At a more empirical level, it seeks to understand the present moment in Turkish politics by setting it in dialogue with its past. It covers a period of one hundred years of modern Turkish statehood and constitutes an effort to understand why representative democratic and civil society institutions have not managed to take root in the Turkish Republic, giving rise to what I call “a difficult democracy.” Against the background of this “difficult democracy”, I argue, the populist turn of the past decade cannot be explained solely by referring to the charismatic personality of Recep Tayyip Erdoğan who has dominated Turkish politics. It needs to be set in the context of a longer history of appeals to “the people,” but also of the ways this “people” has been constructed but also infantilized, considered savage and unrefined, denied agency, mistrusted, and ultimately put under surveillance and tutelage by the political elites. Turkish Politics and ‘The People’ also integrates modes of analysis from a diverse body of scholarship: It uses psychosocial notions of angst to make sense of the anxiety of the Ottoman military and state elites as the empire collapsed and peer into the emotional economies that underpinned what I call the internal colonization of the Anatolian communities that found themselves within the boundaries of modern Turkey. It draws on critical theory to analyse the Turkish Republic as a perpetual state of exception and stresses the relative lack of a democratic political culture in a politics where authority and “the people” are both situated outside the democratic institutions and where democratic experiments have been routinely interrupted by military and judicial interventions. It employs insights from perspectives on statehood in the era of decolonization to reconstruct nation-building in Anatolia, and the notions of “savageness” that informed the self-appointed civilizing role of the elites of the Turkish state. 

You've had the opportunity to teach and conduct research in countries like the United Kingdom, Sweden, and Italy. How have these varied academic environments influenced your research methodology and insights, particularly when studying the intersections of societal insecurity, identity, and collective action across different cultural contexts?
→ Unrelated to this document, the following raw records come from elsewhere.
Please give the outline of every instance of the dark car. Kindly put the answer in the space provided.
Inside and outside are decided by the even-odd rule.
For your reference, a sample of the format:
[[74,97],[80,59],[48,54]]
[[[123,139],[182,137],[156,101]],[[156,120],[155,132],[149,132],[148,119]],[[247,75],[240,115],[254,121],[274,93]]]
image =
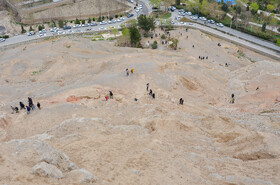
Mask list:
[[132,14],[132,13],[127,14],[127,18],[130,18],[130,17],[133,17],[133,16],[134,16],[134,14]]
[[64,29],[64,30],[70,30],[70,29],[71,29],[71,26],[64,26],[63,29]]
[[91,26],[97,26],[97,23],[96,22],[93,22],[90,24]]

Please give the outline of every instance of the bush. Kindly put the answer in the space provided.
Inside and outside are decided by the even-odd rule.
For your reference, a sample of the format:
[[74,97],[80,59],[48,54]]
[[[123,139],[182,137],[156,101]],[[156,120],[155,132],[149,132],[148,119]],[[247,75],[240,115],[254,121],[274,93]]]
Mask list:
[[[105,17],[104,16],[102,16],[102,21],[104,21],[104,19],[105,19]],[[101,21],[100,21],[101,22]]]
[[80,24],[81,22],[80,22],[80,20],[79,19],[76,19],[75,20],[75,24]]
[[92,21],[95,21],[95,17],[92,18]]
[[157,49],[157,41],[154,41],[154,43],[152,44],[152,49]]
[[91,18],[88,18],[88,21],[87,21],[88,23],[91,23]]
[[277,39],[277,45],[280,46],[280,39]]
[[9,38],[9,37],[10,37],[9,35],[4,35],[4,36],[3,36],[4,39],[7,39],[7,38]]
[[161,39],[166,39],[166,36],[165,36],[164,34],[162,34],[162,35],[160,36],[160,38],[161,38]]
[[97,22],[101,22],[101,21],[102,21],[102,18],[101,18],[101,17],[98,17]]
[[115,15],[115,18],[117,19],[119,17],[119,15]]
[[59,26],[59,28],[63,28],[63,26],[64,26],[63,20],[58,21],[58,26]]
[[26,30],[23,28],[23,26],[21,25],[21,33],[25,33]]
[[34,31],[34,29],[32,28],[32,26],[29,27],[29,31]]
[[82,24],[85,24],[86,23],[86,21],[85,20],[82,20]]
[[222,10],[224,12],[228,12],[228,5],[224,3],[223,6],[222,6]]

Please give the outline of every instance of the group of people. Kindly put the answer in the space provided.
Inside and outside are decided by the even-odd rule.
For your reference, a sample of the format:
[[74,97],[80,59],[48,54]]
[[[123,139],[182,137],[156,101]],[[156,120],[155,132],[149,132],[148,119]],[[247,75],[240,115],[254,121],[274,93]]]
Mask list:
[[[25,110],[26,109],[27,114],[30,114],[31,110],[33,110],[33,111],[36,110],[36,106],[34,105],[32,98],[30,98],[30,97],[28,97],[28,105],[24,105],[23,102],[19,102],[19,106],[20,106],[20,110],[22,110],[22,109]],[[38,107],[38,109],[41,109],[40,102],[37,102],[37,107]],[[11,106],[11,109],[12,109],[13,113],[14,112],[19,113],[18,107]]]
[[[125,72],[126,72],[126,76],[129,76],[129,70],[128,70],[128,68],[126,68]],[[131,73],[131,74],[134,73],[134,69],[133,69],[133,68],[130,70],[130,73]]]
[[107,94],[107,95],[105,96],[106,101],[108,101],[108,99],[113,99],[113,96],[114,96],[113,92],[112,92],[112,91],[109,91],[109,94]]
[[208,56],[206,56],[206,57],[201,57],[201,56],[199,56],[198,58],[199,58],[200,60],[204,60],[204,59],[208,60]]
[[[147,83],[146,86],[147,86],[147,91],[149,91],[150,84]],[[150,89],[149,95],[152,96],[153,99],[156,98],[156,95],[155,95],[155,93],[153,93],[153,90],[152,90],[152,89]]]
[[234,102],[235,102],[234,94],[231,94],[231,101],[230,101],[230,103],[234,104]]

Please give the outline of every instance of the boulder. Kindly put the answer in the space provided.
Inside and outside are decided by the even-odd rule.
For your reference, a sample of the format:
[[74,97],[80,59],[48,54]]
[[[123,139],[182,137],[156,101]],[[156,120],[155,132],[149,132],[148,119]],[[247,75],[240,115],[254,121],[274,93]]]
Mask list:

Any attempt to answer such a question will oversimplify a complex journey. I would say that I consider myself privileged to have started my studies in Greece, at Panteion University, at a time when it was a site of experimentation and innovation in terms of pedagogy and research. I have benefited immensely from the vibrant intellectual environment cultivated by outstanding teachers and mentors, and it is there that I developed an intellectual curiosity and passion for my work. The much more multicultural context of the UK helped me link my somewhat parochial research concerns to broader discussions. The international character of the cohorts I taught there enhanced my appreciation of engaging, student-centred teaching and learning methodologies, and think critically and reflexively my place and role in the classroom. In terms of research, in the UK I experienced first-hand the ethnographic turn in the social sciences and the humanities as well as a renaissance in interdisciplinary studies. Both these moments enriched and left an indelible stamp on my research. Lund University, in Sweden, gave me the opportunity to explore Middle Eastern Studies, again in a multidisciplinary context, exposed me to a research culture that values “popular science” (in stark contrast to the UK) and gave me the opportunity to communicate my research to diverse readerships and audiences. And I would be remiss if I did not mention my enormous debt to students I taught in the UK, Italy and Sweden who have taught me as much as (if not more than) I have taught them, and helped me become a better and more attentive teacher.